• Angela Merkel présente au Bundestag un plan d'austérité contesté

    Angela Merkel présente au Bundestag un plan d'austérité contesté

    Le plus grand plan d'austérité de l'après-guerre en Allemagne doit être discuté par le Bundestag, à partir du mercredi 7 juillet. Le projet de loi de finances 2011, qui est présenté par le ministre des finances, Wolfgang Schaüble, est le premier volet du programme de réduction des dépenses de l'Etat, étalé sur quatre ans, qui prévoit d'économiser 80 milliards d'euros, d'ici à 2014.

    Les discussions au sein du Parlement, dont le vote est prévu seulement en novembre, promettent d'être houleuses tant les mesures annoncées par le gouvernement suscitent la controverse jusque dans les rangs de la majorité. Résultat d'un compromis difficile entre les partenaires de la coalition au pouvoir, libéraux (FDP) et chrétiens-démocrates (CDU), le plan ne prévoit aucune hausse d'impôts, y compris pour les plus hauts revenus. En revanche, les prestations sociales subiront des coupes sévères : celles-ci représenteront 40 % des économies réalisées.

    Pauvres, chômeurs et jeunes familles seront ainsi les premiers contributeurs à l'effort de réduction des déficits budgétaires. Le salaire parental, qui prévoit que le parent arrêtant de travailler à la naissance d'un enfant reçoive 67 % de son salaire net pendant douze mois, sera réduit de deux points. Pour les bénéficiaires du programme " Hartz IV ", qui indemnise les allocataires de l'aide sociale et les chômeurs de longue durée, le salaire parental sera purement et simplement supprimé.

    Le plan d'austérité prévoit également un dégraissage des effectifs de l'Etat. L'Allemagne, dont le nombre de fonctionnaires et d'agents publics représente 11,2 % de la population active, soit un des taux les plus bas d'Europe, supprimera 10 000 postes de fonctionnaires d'ici à 2013. L'effectif de l'armée, qui s'élève actuellement à 250 000 soldats, devra être réduit de 40 000 hommes.

    C'est du côté des recettes que le gouvernement espère mieux faire passer la pilule des coupes budgétaires vis-à-vis de l'opinion.

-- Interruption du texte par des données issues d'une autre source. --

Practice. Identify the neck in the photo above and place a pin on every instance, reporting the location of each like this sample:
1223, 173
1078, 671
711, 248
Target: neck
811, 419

Les banques, les compagnies d'électricité exploitant des centrales nucléaires, les industries polluantes et les compagnies aériennes auront à s'acquitter de taxes qui devront rapporter à l'Etat entre 6 et 8 milliards d'euros par an.

    Pour Angela Merkel, qui a obtenu des libéraux qu'ils renoncent à leur promesse de baisses d'impôts, il s'agit d'une victoire à la Pyrrhus : la non-participation des hauts revenus à l'effort a contribué à rendre le plan d'austérité largement impopulaire. A 79 %, les Allemands le perçoivent comme " injuste ", les partis d'opposition et les syndicats le qualifient de " cruel " et de nombreux députés chrétiens-démocrates ont exprimé leurs inquiétudes sur le sort réservé aux familles pauvres.

    Le gouvernement aura d'autant plus de difficultés à imposer son plan que l'amélioration de la conjoncture devrait permettre de réduire le déficit budgétaire beaucoup plus vite que prévu. Selon les estimations, celui-ci atteindra 65 milliards d'euros, en 2010, contre les 80 milliards prévus jusqu'ici. En 2011, il s'élèvera à 57,5 milliards d'euros, contre les 76,6 milliards d'euros attendus.

    Grâce à la baisse du taux de chômage (ramené à 7,5 % en juin), les dépenses liées à l'emploi devraient diminuer de 10 milliards d'euros. L'Etat a en outre cédé des licences de téléphonie mobile de nouvelle génération pour un montant de plus de 4 milliards d'euros. Du fait de ce moindre endettement, Berlin s'attend à une baisse de plusieurs milliards d'euros des charges d'intérêt.

    Malgré les critiques virulentes, la chancelière Angela Merkel a déclaré vouloir s'en tenir strictement au plan de rigueur. En 2011, doit entrer en vigueur le " frein à la dette ", disposition ancrée dans la loi fondamentale, qui prévoit un plafonnement de la dette publique, d'ici à 2016.

    Pour la chancelière, l'Allemagne doit également montrer l'exemple et ramener au plus vite la première économie européenne dans les clous du pacte de stabilité. " L'Allemagne ne peut pas exiger des pays de l'Union des principes qu'elle n'applique pas elle-même ", a-t-elle martelé.